Ringfort (Rath), Scartnadrinymountain, Co. Waterford
Co. Waterford |
Ringforts
On a south-west-facing slope at the western foothills of the Monavullagh Mountains in County Waterford, a grass-covered circle roughly thirty-four metres across sits quietly inside a coniferous forest, left unplanted while the trees press in around it. That deliberate gap is one of the small peculiarities of this ringfort, or rath, a type of enclosed farmstead built during the early medieval period in Ireland, typically between the fifth and twelfth centuries, when such enclosures served as the defended homesteads of farming families rather than military fortifications in any formal sense.

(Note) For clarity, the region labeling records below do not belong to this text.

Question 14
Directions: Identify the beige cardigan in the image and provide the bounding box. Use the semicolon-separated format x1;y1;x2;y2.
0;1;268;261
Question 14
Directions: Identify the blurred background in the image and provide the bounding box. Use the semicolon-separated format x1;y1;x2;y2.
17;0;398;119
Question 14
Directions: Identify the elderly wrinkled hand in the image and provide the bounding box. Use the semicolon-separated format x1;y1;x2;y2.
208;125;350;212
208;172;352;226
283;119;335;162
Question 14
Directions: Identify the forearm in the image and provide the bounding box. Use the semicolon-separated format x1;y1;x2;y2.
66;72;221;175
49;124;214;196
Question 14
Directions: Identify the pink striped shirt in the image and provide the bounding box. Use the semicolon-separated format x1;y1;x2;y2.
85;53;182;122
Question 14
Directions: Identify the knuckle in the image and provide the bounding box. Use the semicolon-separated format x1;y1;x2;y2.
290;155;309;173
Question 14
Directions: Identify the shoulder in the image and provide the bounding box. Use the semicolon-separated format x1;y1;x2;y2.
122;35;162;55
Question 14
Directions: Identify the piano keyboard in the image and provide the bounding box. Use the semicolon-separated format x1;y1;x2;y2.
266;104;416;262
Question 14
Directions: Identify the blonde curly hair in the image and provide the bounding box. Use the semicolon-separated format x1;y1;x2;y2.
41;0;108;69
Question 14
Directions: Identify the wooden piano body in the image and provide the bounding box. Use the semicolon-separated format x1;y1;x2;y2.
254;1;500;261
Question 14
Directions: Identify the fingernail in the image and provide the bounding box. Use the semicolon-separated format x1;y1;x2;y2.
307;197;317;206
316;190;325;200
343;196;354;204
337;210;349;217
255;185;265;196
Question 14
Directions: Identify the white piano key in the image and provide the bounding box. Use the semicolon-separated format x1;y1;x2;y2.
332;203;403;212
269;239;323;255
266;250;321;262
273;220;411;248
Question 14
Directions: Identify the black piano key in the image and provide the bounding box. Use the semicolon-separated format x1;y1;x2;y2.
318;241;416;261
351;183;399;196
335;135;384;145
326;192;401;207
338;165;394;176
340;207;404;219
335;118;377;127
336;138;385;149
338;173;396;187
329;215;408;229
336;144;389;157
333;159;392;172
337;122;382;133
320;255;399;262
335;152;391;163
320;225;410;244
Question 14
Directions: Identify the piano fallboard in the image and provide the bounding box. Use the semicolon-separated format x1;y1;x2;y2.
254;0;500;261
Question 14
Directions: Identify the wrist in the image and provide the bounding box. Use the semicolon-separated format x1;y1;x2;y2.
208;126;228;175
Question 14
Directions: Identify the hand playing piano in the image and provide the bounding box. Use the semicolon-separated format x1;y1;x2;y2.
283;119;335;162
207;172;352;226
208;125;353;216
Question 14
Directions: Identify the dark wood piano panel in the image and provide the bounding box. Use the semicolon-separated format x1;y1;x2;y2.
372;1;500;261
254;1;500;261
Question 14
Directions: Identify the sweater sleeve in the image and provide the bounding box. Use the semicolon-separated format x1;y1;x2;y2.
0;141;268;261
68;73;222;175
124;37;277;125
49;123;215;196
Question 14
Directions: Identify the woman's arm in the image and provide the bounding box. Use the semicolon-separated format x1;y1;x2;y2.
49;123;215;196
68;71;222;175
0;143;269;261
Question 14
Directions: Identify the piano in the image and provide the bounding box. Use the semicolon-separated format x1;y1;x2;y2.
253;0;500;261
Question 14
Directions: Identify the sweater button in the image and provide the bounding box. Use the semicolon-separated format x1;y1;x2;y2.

The enclosing bank here is composed of earth and stone, between three and four metres wide, and its height varies considerably depending on which side you measure from. On the upslope eastern side, the external face rises to 2.2 metres, while on the downslope western side it barely clears 0.2 metres internally, the natural gradient doing much of the work the bank cannot. An external fosse, a defensive ditch running from north-north-east to south-east, survives with a depth of 1.2 metres and a top width of 3.7 metres. The bank on the north-west and north-north-east has been absorbed into a later stone field wall, and while a modern entrance 2.1 metres wide passes through that wall to the north, the original entrance has not been identified. In the interior, there is evidence of a souterrain, an underground passage or chamber that in early medieval contexts typically served for storage or concealment. Another rath lies roughly thirty metres to the north, suggesting this was once part of a broader settled landscape. Extending eastward from the outer bank is a relict field bank, only faintly preserved, which curves southward in an arc about thirty metres long before being cut by a later field boundary and drain, a ghostly outline of an earlier agricultural arrangement.